Indeed, following the release of 2017’s self-titled debut, the band spent months on a global tour circuit, ending with a week to kill before that year’s Primavera Sound festival in Barcelona. Gonzalez was exhausted but energized, and the band sounded better than ever. To keep the momentum building, they landed in Mallorca and rented a house far from the tourist noise.
The new music started flowing from that very first night, when the group set up their gear and began meditating on a crawling, starry guitar line that became Cry’s “Hentai.” The song’s lyrics find Gonzalez telling a lover about an animated Japanese porn video he watched, featuring a female character who can predict the future. The album’s version is the fifth take, recorded under the Mallorca moon.
“It was completely nocturnal. We’d start at 8 p.m. and record until 3 a.m.; wake up the next day, have lunch and repeat the process,” says Gonzalez. “We recorded in the courtyard of the house, outside. The songs were improvised on the spot, recorded live. So what you hear—you’re in that courtyard with us.”
The band left Mallorca with an album’s worth of new music, but Gonzalez wasn’t ready to write the words.
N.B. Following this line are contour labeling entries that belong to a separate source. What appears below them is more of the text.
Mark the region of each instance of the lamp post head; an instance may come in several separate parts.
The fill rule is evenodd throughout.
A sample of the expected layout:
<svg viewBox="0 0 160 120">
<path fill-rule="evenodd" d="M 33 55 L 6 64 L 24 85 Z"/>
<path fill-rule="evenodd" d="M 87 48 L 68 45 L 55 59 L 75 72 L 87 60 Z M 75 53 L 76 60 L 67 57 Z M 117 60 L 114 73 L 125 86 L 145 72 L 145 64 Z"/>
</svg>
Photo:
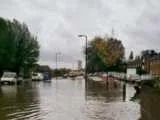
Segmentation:
<svg viewBox="0 0 160 120">
<path fill-rule="evenodd" d="M 87 37 L 87 35 L 78 35 L 78 37 Z"/>
</svg>

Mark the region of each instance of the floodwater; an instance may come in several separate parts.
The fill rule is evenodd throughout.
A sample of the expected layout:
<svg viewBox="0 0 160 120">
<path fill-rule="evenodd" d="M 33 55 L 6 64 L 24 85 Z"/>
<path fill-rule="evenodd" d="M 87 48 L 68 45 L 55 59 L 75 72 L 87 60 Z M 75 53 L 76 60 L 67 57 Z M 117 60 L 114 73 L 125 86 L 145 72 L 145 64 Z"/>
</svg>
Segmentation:
<svg viewBox="0 0 160 120">
<path fill-rule="evenodd" d="M 79 79 L 1 86 L 0 120 L 157 120 L 151 114 L 159 112 L 153 94 L 150 99 L 148 94 L 140 97 L 147 103 L 134 95 L 133 85 L 106 88 L 90 82 L 85 89 L 85 81 Z"/>
</svg>

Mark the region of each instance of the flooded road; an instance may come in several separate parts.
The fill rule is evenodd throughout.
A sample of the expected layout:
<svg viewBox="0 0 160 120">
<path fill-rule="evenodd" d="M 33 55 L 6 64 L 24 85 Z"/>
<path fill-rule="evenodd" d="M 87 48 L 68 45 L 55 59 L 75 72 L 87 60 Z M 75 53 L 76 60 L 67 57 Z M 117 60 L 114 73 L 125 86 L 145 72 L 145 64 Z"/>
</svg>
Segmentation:
<svg viewBox="0 0 160 120">
<path fill-rule="evenodd" d="M 131 101 L 132 85 L 125 86 L 124 94 L 123 83 L 108 89 L 90 83 L 87 90 L 84 83 L 62 79 L 1 86 L 0 120 L 140 120 L 146 116 L 141 108 L 145 105 Z"/>
</svg>

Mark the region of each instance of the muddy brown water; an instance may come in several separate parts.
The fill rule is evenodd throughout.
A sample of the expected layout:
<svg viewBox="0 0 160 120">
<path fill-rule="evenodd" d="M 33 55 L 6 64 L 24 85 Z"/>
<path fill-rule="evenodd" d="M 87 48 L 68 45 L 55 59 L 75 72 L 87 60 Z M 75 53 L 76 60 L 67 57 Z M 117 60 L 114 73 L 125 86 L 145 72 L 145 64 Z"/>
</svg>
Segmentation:
<svg viewBox="0 0 160 120">
<path fill-rule="evenodd" d="M 133 85 L 126 84 L 125 92 L 123 88 L 123 83 L 105 88 L 90 82 L 85 89 L 85 81 L 79 79 L 1 86 L 0 120 L 157 119 L 152 116 L 159 112 L 159 106 L 154 105 L 160 101 L 159 94 L 159 101 L 153 93 L 144 93 L 140 101 L 134 98 Z"/>
</svg>

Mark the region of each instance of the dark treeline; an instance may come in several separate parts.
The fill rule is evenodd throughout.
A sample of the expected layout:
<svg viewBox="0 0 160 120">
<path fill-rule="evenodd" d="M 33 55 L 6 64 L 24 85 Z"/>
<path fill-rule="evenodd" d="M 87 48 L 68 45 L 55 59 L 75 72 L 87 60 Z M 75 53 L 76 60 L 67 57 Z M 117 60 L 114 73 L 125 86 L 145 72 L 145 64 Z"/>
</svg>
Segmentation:
<svg viewBox="0 0 160 120">
<path fill-rule="evenodd" d="M 39 44 L 24 23 L 0 18 L 0 74 L 29 73 L 38 61 Z"/>
<path fill-rule="evenodd" d="M 95 37 L 88 43 L 87 71 L 125 71 L 125 48 L 116 38 Z"/>
</svg>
He sat with these new sounds for nearly two years, playing more shows, entering a new relationship and watching his band’s influence continue to grow, before finally collecting enough experiences—in the bedroom and out—that he felt ready to write his largely autobiographical lyrics.
“Sometimes I want to describe a moment perfectly, and sometimes I want to write a complete fantasy and create a dream. ‘Sunsetz,’ [from the band’s 2017 self-titled LP], for example, is written about an ex I don’t talk to anymore,” says Gonzalez. “I knew she’d hear the song and just know. It’s like writing a letter to somebody.”
On tracks like “Hentai” and “Kiss It Off Me,” Cigarettes After Sex build barely there soundtracks for your most intimate moments; the songs float just above a groove, wafting around the room like smoke, while Gonzalez pinpoints usually unnoticed details about the love-making experience: a hat tossed off the bed, hair wrapped in a towel, a white bodysuit.
With Cry, Gonzalez dug deeper into the shoegazing-while-making-out sound (gauzy synthesizers, creeping basslines, slow-building guitars) and themes (sex, intimacy, romance) he captured in 2012 and 2017, creating a final chapter of this decade-long experiment, he says.
“This record is as deep as we could’ve gone into that sound, and as far as I can go into sexuality and love. It’s the end of an era for me,” he says. “So now, there must be a rebirth or it ends here. I think it’ll be rebirth.”
Though a reborn aesthetic is yet to be daydreamed—the band’s stark, shadowy album covers remain instantly recognizable—Gonzalez already has a new sound percolating.
“I keep coming back to Nat King Cole; the power of his voice is so pure and beautiful, lush and dreamlike, orchestral but surreal,” he says. “But I love music that’s danceable. So much hip-hop today is druggy and slow and strange, but still gets played in the club. I want to put those ideas together, with a gentle feeling on top.”